Tag
Canzoniere, classic Italian poet, Francesco Petrarca, Giacomo Cecchin, historia de Petrarca, humanism Renaissance, interview with Petrarch, intervista Petrarca, Italian literature, Italian poetry history, Italian Renaissance writers, La Voce di Mantova, Laura Petrarch, literary interview, literary tourism Petrarch, literature festival interview, Mantua Festivaletteratura, Pétrarque, Petrarca Festivaletteratura, Petrarch, Petrarch and Laura, Petrarch biography, Petrarch cultural heritage, Petrarch festival, Petrarch influence, Petrarch interview, Petrarch legacy, Petrarch love poetry, Petrarch poetry, Petrarch quotes, Petrarcha interview, poésie de la Renaissance, poesia italiana, Renaissance poetry, Rerum vulgarium fragmenta, umanesimo, Voce di Mantova

Dopo Dante arriva Petrarca e di lui sappiamo che a Mantova c’è stato davvero. Era amico di Guido Gonzaga e in una lettera si lamentava del clima, delle rane e delle zanzare (ne ho parlato qui).
Ecco come avrebbe potuto rispondere ad un’intervista a tutto campo se l’avessimo incrociato durante l’ultima edizione del Festivaletteratura. Di seguito trovate il testo integrale dell’intervista pubblicata su La Voce di Mantova di sabato 6 settembre 2025 a pagina 9 .
L’intervista impossibile a Francesco Petrarca
di Giacomo Cecchin
Mantova, città dei Gonzaga, di Virgilio e – per un giorno – di Francesco Petrarca. Sì perché in un festival dove tra premi Nobel, scrittori e scrittrici best seller sono passati tutti o quasi è divertente immaginare di poter intervistare qualcuno dal passato. E oggi incontriamo Petrarca, il poeta che nel 1350 passò davvero da Mantova sulle tracce di Virgilio e per comprare libri e che qui trovò un amico in Guido Gonzaga.
Ecco allora microfono alla mano, l’intervista impossibile a Francesco Petrarca.
Nel 1350 lei è passato da Mantova.
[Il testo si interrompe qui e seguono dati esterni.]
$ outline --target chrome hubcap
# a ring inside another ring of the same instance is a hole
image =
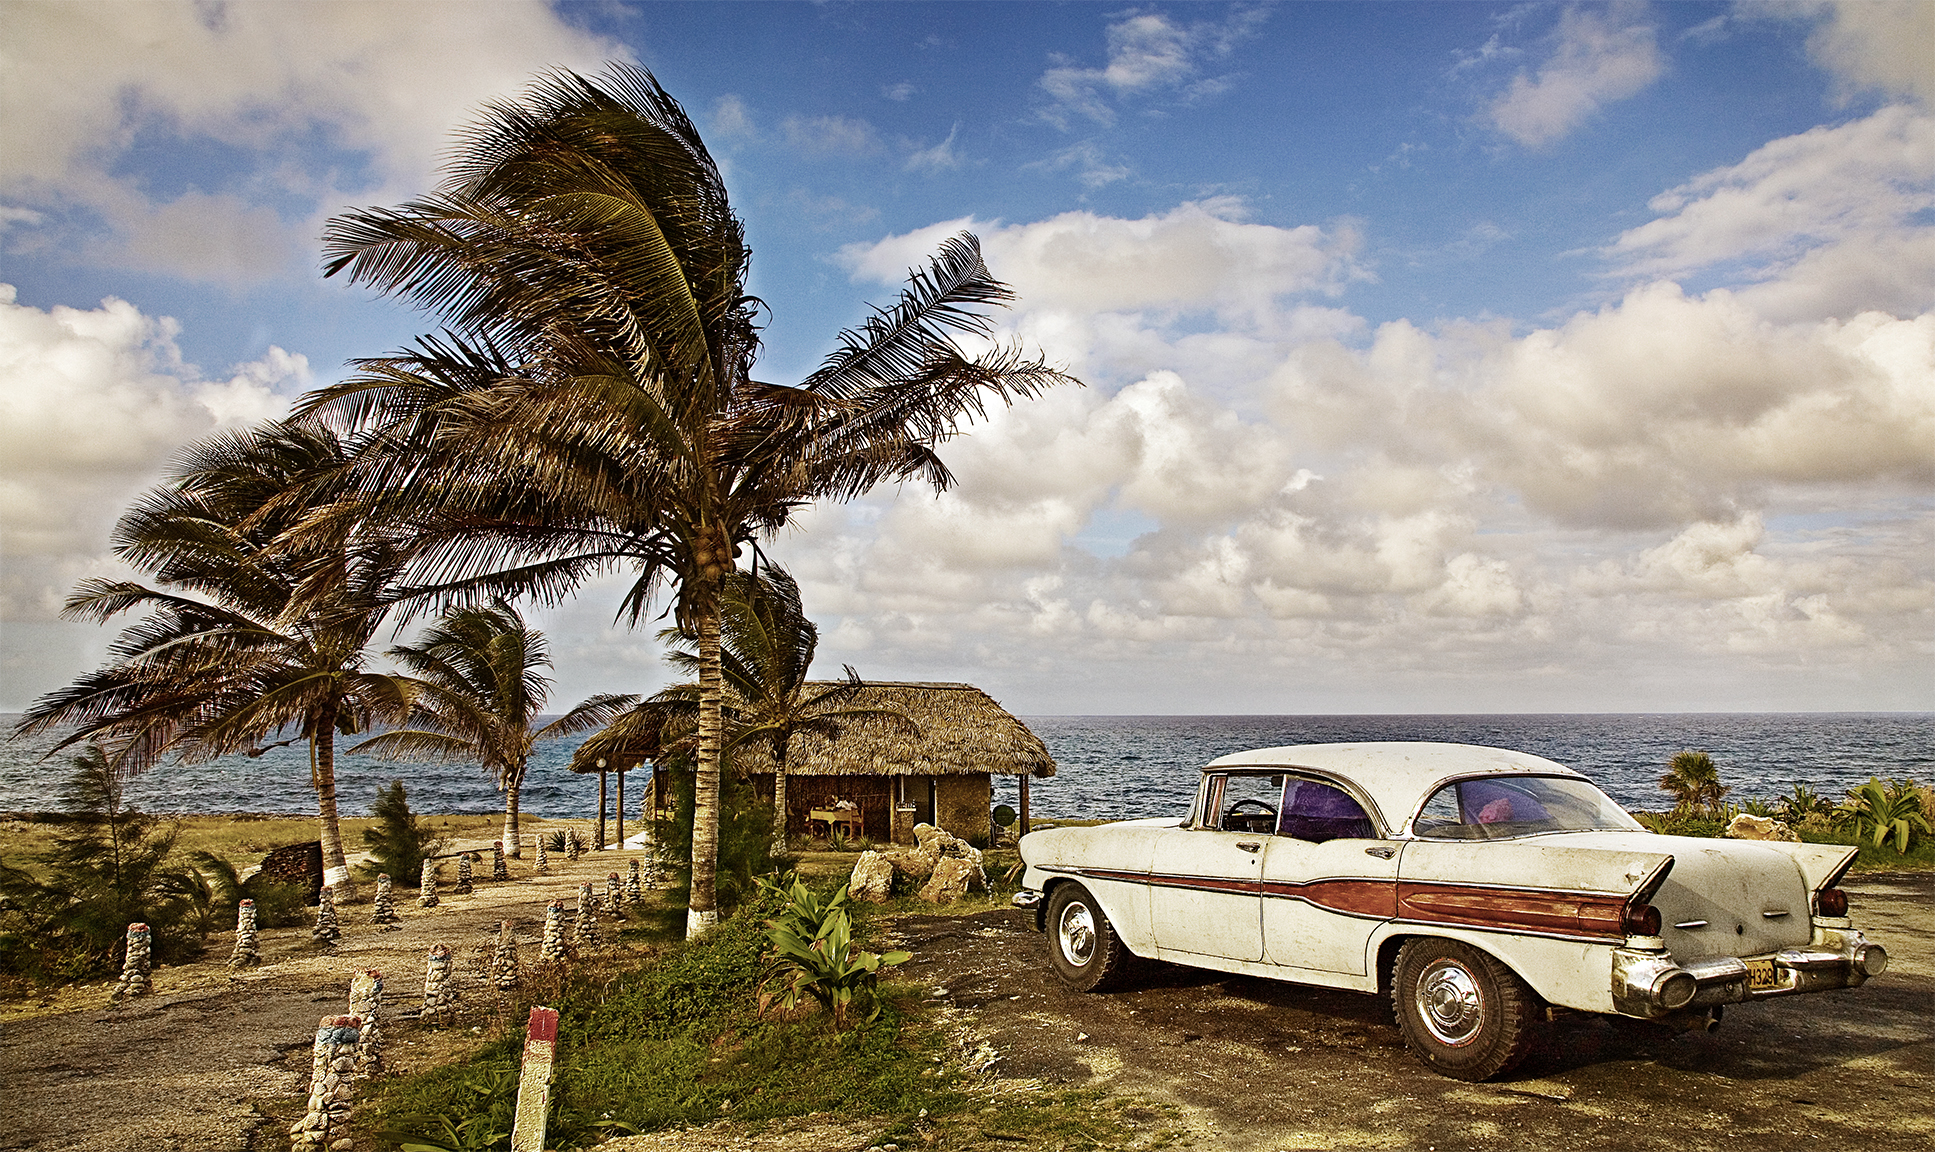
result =
[[[1086,904],[1070,904],[1062,909],[1061,923],[1055,927],[1061,939],[1062,956],[1077,968],[1095,956],[1095,914]]]
[[[1440,960],[1418,980],[1418,1018],[1440,1044],[1469,1044],[1483,1024],[1478,982],[1464,965]]]

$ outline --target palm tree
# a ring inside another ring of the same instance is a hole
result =
[[[864,687],[851,665],[846,679],[809,685],[807,670],[819,647],[820,630],[806,618],[799,584],[772,564],[726,577],[720,602],[720,670],[725,679],[725,752],[763,743],[773,759],[773,853],[786,850],[786,749],[796,732],[829,738],[854,722],[897,724],[918,731],[898,708],[856,704]],[[694,637],[676,630],[660,639],[691,644]],[[699,671],[699,655],[689,648],[666,654],[673,666]],[[674,685],[655,701],[697,701],[696,683]]]
[[[403,686],[364,670],[403,554],[356,535],[334,487],[353,449],[320,427],[270,424],[193,446],[175,476],[138,500],[114,552],[157,588],[88,580],[63,615],[105,623],[147,615],[111,663],[34,703],[19,732],[72,727],[55,750],[105,749],[122,775],[161,757],[197,762],[294,729],[309,744],[324,879],[352,894],[336,815],[335,738],[400,718]]]
[[[510,604],[446,613],[415,644],[388,653],[409,674],[408,727],[363,741],[352,752],[404,759],[474,761],[504,793],[504,851],[520,856],[518,793],[540,740],[589,732],[637,703],[599,695],[537,726],[551,681],[544,633]]]
[[[1673,794],[1677,811],[1712,811],[1732,788],[1720,783],[1720,769],[1705,752],[1675,752],[1660,777],[1662,791]]]
[[[970,358],[1010,298],[970,236],[799,386],[752,379],[760,302],[718,169],[641,69],[547,75],[492,105],[438,192],[351,213],[328,271],[439,312],[450,334],[303,406],[366,428],[365,491],[415,517],[422,594],[556,600],[629,571],[636,625],[675,589],[699,667],[688,934],[718,920],[723,584],[743,546],[819,499],[952,476],[934,448],[989,399],[1069,378],[1019,350]]]

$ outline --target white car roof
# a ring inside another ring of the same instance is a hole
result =
[[[1370,796],[1383,810],[1385,823],[1392,831],[1417,809],[1428,789],[1454,776],[1580,775],[1563,764],[1530,752],[1411,740],[1258,748],[1218,756],[1204,765],[1203,771],[1226,768],[1311,768],[1340,776]]]

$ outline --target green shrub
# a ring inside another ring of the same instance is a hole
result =
[[[692,772],[674,770],[673,808],[653,830],[673,883],[668,899],[684,904],[692,892]],[[773,806],[750,781],[728,771],[719,781],[718,894],[722,909],[735,908],[757,892],[754,877],[781,871],[789,861],[773,854]]]
[[[235,865],[212,852],[196,852],[188,859],[208,889],[216,927],[233,927],[236,907],[244,900],[255,901],[258,927],[293,928],[308,922],[307,884],[278,880],[266,872],[257,872],[244,880]]]
[[[99,748],[72,761],[53,846],[32,870],[0,866],[0,967],[35,980],[114,971],[128,925],[145,923],[155,962],[200,954],[213,916],[208,888],[170,860],[175,833],[122,806]]]
[[[905,964],[913,954],[883,955],[854,946],[844,884],[825,901],[797,877],[789,887],[764,880],[760,886],[774,899],[786,901],[779,914],[766,922],[773,961],[762,981],[760,1010],[775,1002],[790,1010],[811,997],[826,1010],[835,1032],[847,1026],[852,1012],[871,1008],[864,1017],[869,1022],[879,1016],[876,993],[881,971]]]
[[[1877,848],[1892,841],[1895,851],[1906,853],[1916,836],[1929,833],[1928,813],[1912,780],[1890,780],[1883,785],[1870,777],[1866,784],[1848,791],[1848,798],[1835,809],[1837,823],[1852,829],[1855,837]]]
[[[435,856],[443,841],[410,811],[403,781],[392,780],[388,788],[377,791],[370,815],[376,817],[376,824],[363,830],[363,844],[370,852],[370,863],[360,866],[364,878],[374,880],[378,873],[387,872],[398,888],[417,887],[423,880],[424,858]]]

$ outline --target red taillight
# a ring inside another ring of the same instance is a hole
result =
[[[1848,914],[1848,894],[1839,888],[1823,888],[1814,894],[1814,914],[1816,916],[1846,916]]]
[[[1651,904],[1628,905],[1619,926],[1628,936],[1658,936],[1660,910]]]

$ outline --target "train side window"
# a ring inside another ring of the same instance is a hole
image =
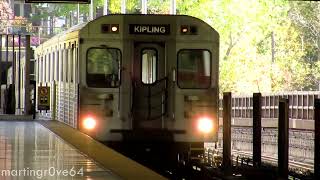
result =
[[[74,59],[74,44],[72,44],[70,49],[70,82],[73,82]]]
[[[45,77],[45,72],[46,70],[44,69],[44,59],[45,59],[45,55],[42,56],[41,58],[41,82],[44,82],[44,77]]]
[[[87,85],[114,88],[120,85],[121,52],[115,48],[94,47],[87,51]]]
[[[45,83],[45,82],[47,82],[46,80],[46,78],[47,78],[47,66],[46,66],[46,63],[47,62],[47,55],[44,55],[44,59],[43,59],[43,61],[42,61],[42,63],[43,63],[43,65],[42,65],[42,67],[43,67],[43,82]]]
[[[39,80],[39,60],[40,60],[40,57],[38,56],[35,61],[36,69],[35,69],[35,73],[34,73],[37,82],[40,82],[40,80]]]
[[[57,49],[57,52],[56,52],[56,62],[55,62],[55,65],[56,65],[56,67],[55,67],[55,73],[56,73],[56,76],[55,76],[55,78],[56,78],[56,81],[59,81],[59,62],[60,62],[60,60],[59,60],[59,48]]]
[[[157,80],[158,52],[156,49],[143,49],[141,53],[141,81],[152,84]]]
[[[54,81],[55,80],[55,63],[56,63],[56,53],[53,51],[52,52],[52,62],[51,62],[51,66],[52,66],[52,69],[51,69],[51,81]]]
[[[42,61],[43,61],[43,56],[39,57],[39,82],[42,82],[42,76],[43,76],[43,69],[42,69]]]
[[[79,48],[76,48],[76,60],[75,60],[75,82],[79,83]]]
[[[208,50],[184,49],[178,52],[178,86],[204,89],[211,84],[211,54]]]
[[[37,59],[37,73],[36,73],[38,82],[41,82],[41,80],[40,80],[40,75],[41,75],[41,72],[40,72],[40,60],[41,60],[41,57],[38,56],[38,59]]]
[[[50,71],[51,66],[50,65],[51,65],[51,53],[48,54],[48,59],[47,59],[47,66],[48,66],[48,72],[47,72],[48,73],[48,79],[47,79],[47,82],[49,82],[49,83],[51,81],[51,79],[50,79],[51,78],[51,74],[50,74],[51,73],[51,71]]]
[[[64,59],[64,65],[65,65],[65,82],[69,82],[69,48],[67,48],[66,50],[65,50],[65,52],[66,52],[66,55],[65,55],[65,59]]]
[[[60,47],[60,67],[59,67],[59,72],[60,72],[60,81],[63,82],[64,81],[64,76],[63,76],[63,69],[64,69],[64,49],[63,46]]]

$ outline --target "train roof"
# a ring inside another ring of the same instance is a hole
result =
[[[68,30],[58,34],[57,36],[61,35],[61,34],[66,34],[66,33],[70,33],[70,32],[74,32],[74,31],[79,31],[81,29],[83,29],[87,24],[89,23],[92,23],[94,22],[95,20],[98,20],[100,18],[105,18],[105,17],[112,17],[112,16],[141,16],[141,17],[144,17],[144,16],[162,16],[162,17],[189,17],[189,18],[193,18],[197,21],[200,21],[202,23],[205,23],[207,24],[206,22],[204,22],[203,20],[199,19],[199,18],[196,18],[196,17],[193,17],[193,16],[189,16],[189,15],[168,15],[168,14],[110,14],[110,15],[105,15],[105,16],[100,16],[96,19],[94,19],[93,21],[89,21],[89,22],[84,22],[84,23],[81,23],[81,24],[78,24],[78,25],[75,25],[75,26],[72,26],[70,27]],[[209,26],[209,25],[208,25]],[[210,26],[211,27],[211,26]],[[211,27],[212,28],[212,27]],[[213,29],[213,28],[212,28]]]
[[[105,16],[100,16],[92,21],[89,21],[89,22],[84,22],[84,23],[81,23],[81,24],[78,24],[78,25],[75,25],[75,26],[72,26],[70,27],[68,30],[66,31],[63,31],[55,36],[53,36],[51,39],[60,39],[62,37],[64,37],[66,34],[70,34],[72,32],[80,32],[81,30],[85,29],[86,27],[88,27],[89,24],[91,23],[94,23],[96,21],[99,21],[100,19],[103,19],[103,18],[107,18],[107,17],[168,17],[168,18],[173,18],[173,17],[176,17],[176,18],[190,18],[190,19],[194,19],[196,21],[198,21],[199,23],[201,24],[205,24],[207,25],[208,28],[211,28],[213,31],[215,31],[217,33],[217,35],[219,36],[219,33],[214,29],[212,28],[209,24],[207,24],[206,22],[204,22],[203,20],[199,19],[199,18],[196,18],[196,17],[193,17],[193,16],[189,16],[189,15],[167,15],[167,14],[110,14],[110,15],[105,15]],[[47,44],[47,41],[44,42],[43,44],[41,44],[40,46],[37,47],[37,49],[41,46],[46,46]]]

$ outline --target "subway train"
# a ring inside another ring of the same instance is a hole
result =
[[[102,16],[35,49],[37,87],[50,87],[38,116],[110,146],[193,157],[217,141],[218,68],[219,34],[202,20]]]

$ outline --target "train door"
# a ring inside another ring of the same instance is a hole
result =
[[[132,77],[134,129],[161,129],[167,113],[164,44],[135,43]]]

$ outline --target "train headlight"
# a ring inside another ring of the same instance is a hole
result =
[[[93,117],[86,117],[83,120],[83,127],[88,130],[95,128],[96,124],[96,120]]]
[[[208,117],[200,117],[197,122],[197,128],[202,133],[210,133],[213,130],[213,120]]]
Com’era la città?
“Piccola ma vivace. I Gonzaga la governavano da soli vent’anni, avevano entusiasmo, passione e il mio amico Guido Gonzaga soprattutto pazienza. Ne avrebbe fatta di panchina in attesa che suo padre Luigi passasse la mano. Un po’ come il principe Carlo con la regina Elisabetta: scaldarsi va bene ma alla fine arrivi stufato”.